Posted on July 5, 2007

Customers pay more attention to their printed bills and statements, with bank and credit card statements topping the list of postal pieces that hold their interest, according to a report by Pitney Bowes Group 1 Software.

The company's study of consumer attitudes to mailers found that in the UK, France, and the USA, consumers spend more time looking at their bank statement than other important documents such as tax correspondence.

Interestingly, web-based statements received significantly less attention than their printed equivalents, possibly partly because that attention is often fragmented throughout the month.

Stop the migration
As a result, the report recommends that banks, credit card issuers, mobile telecoms operators, and utilities should not be quick to migrate customers to the economies of web self-service.

Instead, the suggestion is that these kinds of companies - for whom the printed statement is often the only regular contact with the customer - should instead concentrate on generating additional income through advertising and marketing messages on printed bills and statements, whether through additional cross-sales, or through selling exposure to an affinity partner.

Adding brand value with partners
According to the report, there has been a great deal of debate over the years about the demise of print with the rise of new media and the development of dynamic internet publishing. But a great deal of consumer attention continues to focus on monthly statements, especially from financial and mobile telecoms firms.
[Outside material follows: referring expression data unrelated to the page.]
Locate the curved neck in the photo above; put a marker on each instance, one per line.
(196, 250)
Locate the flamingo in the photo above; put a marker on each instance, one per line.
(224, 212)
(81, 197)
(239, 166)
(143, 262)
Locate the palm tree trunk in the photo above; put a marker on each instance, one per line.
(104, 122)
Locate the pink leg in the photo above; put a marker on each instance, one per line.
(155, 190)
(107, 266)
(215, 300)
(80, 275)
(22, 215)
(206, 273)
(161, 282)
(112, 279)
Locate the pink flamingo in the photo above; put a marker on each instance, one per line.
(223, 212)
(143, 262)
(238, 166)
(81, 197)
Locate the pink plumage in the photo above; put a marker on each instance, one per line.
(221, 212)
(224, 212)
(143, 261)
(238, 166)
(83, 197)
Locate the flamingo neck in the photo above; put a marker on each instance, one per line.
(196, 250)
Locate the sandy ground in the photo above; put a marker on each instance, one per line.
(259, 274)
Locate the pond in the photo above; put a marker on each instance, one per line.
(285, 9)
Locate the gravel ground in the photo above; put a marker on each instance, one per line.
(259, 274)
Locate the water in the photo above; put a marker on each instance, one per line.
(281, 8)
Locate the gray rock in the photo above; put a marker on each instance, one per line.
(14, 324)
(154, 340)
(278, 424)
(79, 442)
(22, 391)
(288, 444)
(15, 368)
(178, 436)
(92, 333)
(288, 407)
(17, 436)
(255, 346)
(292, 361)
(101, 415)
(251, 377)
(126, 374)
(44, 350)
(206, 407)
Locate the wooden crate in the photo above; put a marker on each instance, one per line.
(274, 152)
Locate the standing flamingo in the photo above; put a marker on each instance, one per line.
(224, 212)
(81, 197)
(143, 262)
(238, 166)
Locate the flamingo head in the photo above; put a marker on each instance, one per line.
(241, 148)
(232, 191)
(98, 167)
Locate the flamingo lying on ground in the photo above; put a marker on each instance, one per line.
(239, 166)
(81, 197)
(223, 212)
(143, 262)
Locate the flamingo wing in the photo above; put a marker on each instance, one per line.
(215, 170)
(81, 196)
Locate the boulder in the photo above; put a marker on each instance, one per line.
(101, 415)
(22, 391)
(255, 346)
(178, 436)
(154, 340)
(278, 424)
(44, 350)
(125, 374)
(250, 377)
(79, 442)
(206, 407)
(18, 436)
There is, the report says, significant scope for monetising the attention that consumers pay to printed statements. Suitable affinity partners may be allowed, for a fee, to occupy an advertising slot on statement, or to insert a leaflet. And if these partners are also required to develop offers that are clearly relevant and exclusive to the statement issuer, both companies will be able to gain brand value and thereby help to increase customer retention.

This kind of initiative, The Wise Marketer notes, can also be enhanced by providing segmented campaign management to one or more partners, with relevant offers and adverts being directed to only the appropriate segments of the statement issuer's customer base. For example, a credit card issuer may choose to provide luxury brand advertising and offers to its top 10% of high-spending cardholders, while providing High Street retailer money-off offers for its bottom 10% of spenders, and family entertainment-related messages for other accounts that have secondary cardholders.

Email works for relationships
E-mail also emerged as a powerful medium but mainly for communication with existing customers rather than as a customer acquisition tool. This provides a statistical confirmation for industry observers who have predicted over the years that e-mail would become focused on customer management rather than acquisition.

Not surprisingly, direct mail remained firmly ahead of cold e-mail in terms of the consumer attention it commands. Given the universal reach of direct mail, its comparative inability to be 'filtered out', and its relative lack of legislative restriction compared to the e-mail channel, it seems likely that direct mail will retain a key place in marketing plans for many years.